Search Unity

  1. Unity support for visionOS is now available. Learn more in our blog post.
    Dismiss Notice

Resolved OnActionReceived() called before SetMask()

Discussion in 'ML-Agents' started by KevinOfCathay, Jul 9, 2020.

  1. KevinOfCathay

    KevinOfCathay

    Joined:
    Dec 21, 2019
    Posts:
    7
    I'm making a chess AI through self-playing.
    There are two players A and B, and A plays first.
    When A plays, everything works normally. The program calls SetMask(), and then OnActionReceived().
    Screenshot - 7_9_2020 , 12_55_47 AM.png
    When B plays, it calls OnActionReceived() before SetMask(). (The 3rd and 5th line in the screenshot below)
    Screenshot - 7_9_2020 , 12_56_01 AM.png
    And even weirder, when player B makes his first move, the agent uses player A's mask. After his first move, player B still calls OnActionReceived() before SetMask(), but he uses the mask from the previous round.
    Here is my agent setting:
    Player A:
    Screenshot - 7_9_2020 , 1_07_03 AM.png
    Player B:
    Screenshot - 7_9_2020 , 1_06_53 AM.png
     
    Last edited: Jul 9, 2020
  2. KevinOfCathay

    KevinOfCathay

    Joined:
    Dec 21, 2019
    Posts:
    7
    Well I spent few hours and finally found where the problem is. I should
    WaitForFixedUpdate
    before I request Agent's decision.
     
  3. andrewcoh_unity

    andrewcoh_unity

    Unity Technologies

    Joined:
    Sep 5, 2019
    Posts:
    162
    Glad, you were able to solve this. Out of curiosity, how come you are using stacked observations for a Chess AI?
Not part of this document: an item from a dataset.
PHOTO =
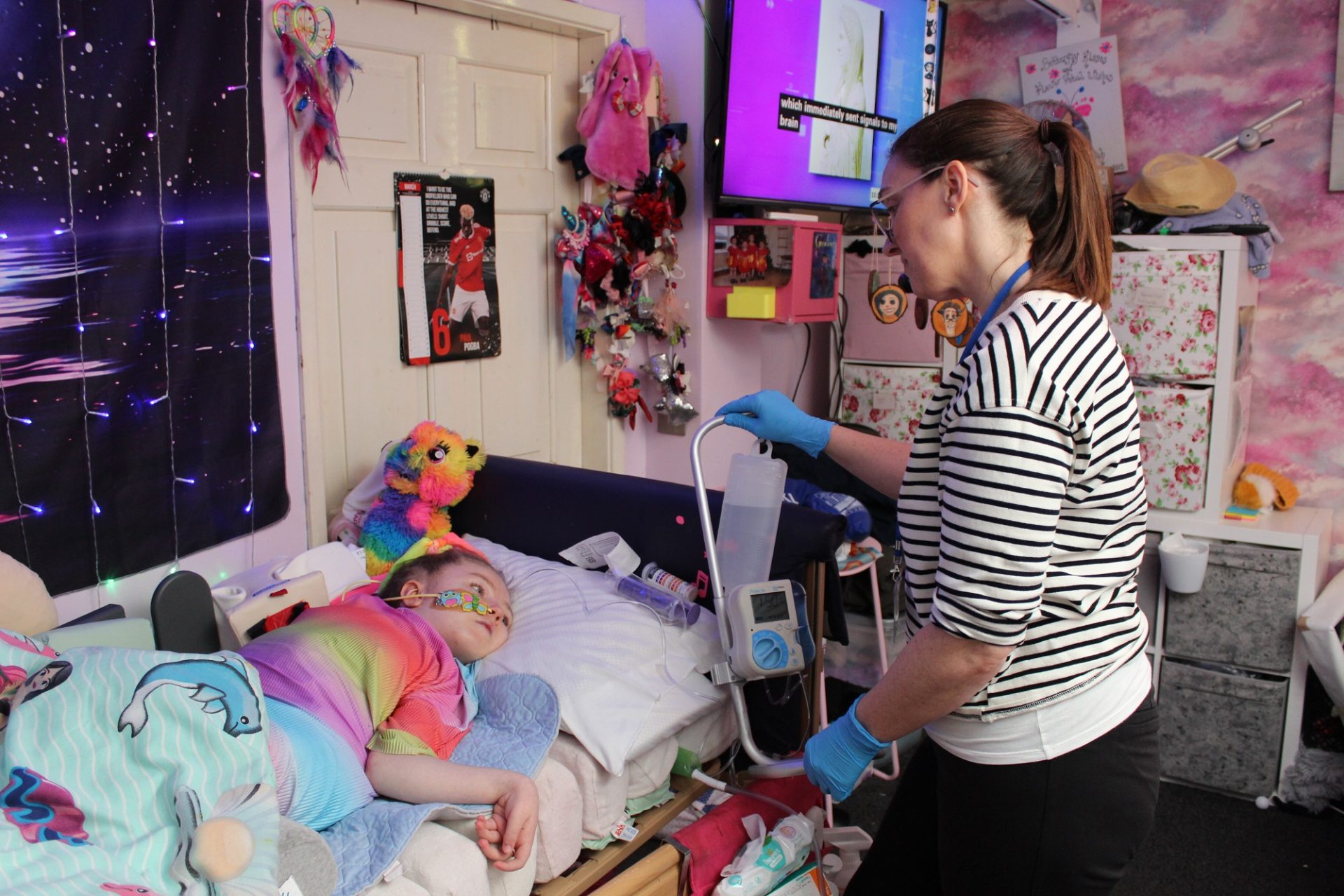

    In general, I'd be really interested to see how this turns out.
     
  4. KevinOfCathay

    KevinOfCathay

    Joined:
    Dec 21, 2019
    Posts:
    7
    My observation is simply the whole chess board. It's like an image and each pixel represents a single cell of the chess board. The reason the number of observations is 100 instead of 64, is that I'm using a 10*10 chess board :p
    The stacked observation idea comes from AlphaGo's architecture. AlphaGo used 17 stacked observation (which is the current state + past few moves) for training. So here I also used stacked observations, but a relatively small number.
    20071016-02051.png
    This is a screenshot I took from a YouTube video (AlphaGo Zero Tutorial Part 3 - Neural Network Architecture) And I believe this is true.

    When it comes to the training performance, I don't really know if I benefit from this stacked observation. Actually, I tried different settings, like a stack of 3, a stack of 4 etc. But there isn't really that much difference between different stack numbers.
    The real problem for me is that, at a certain point (say after 1 million steps) both players become stagnant, they stop exploring new policies and more often they just repeat a certain (crappy) strategy. So it's hard to tell whether training with stacked observation gives me a better policy.
     
    Last edited: Jul 10, 2020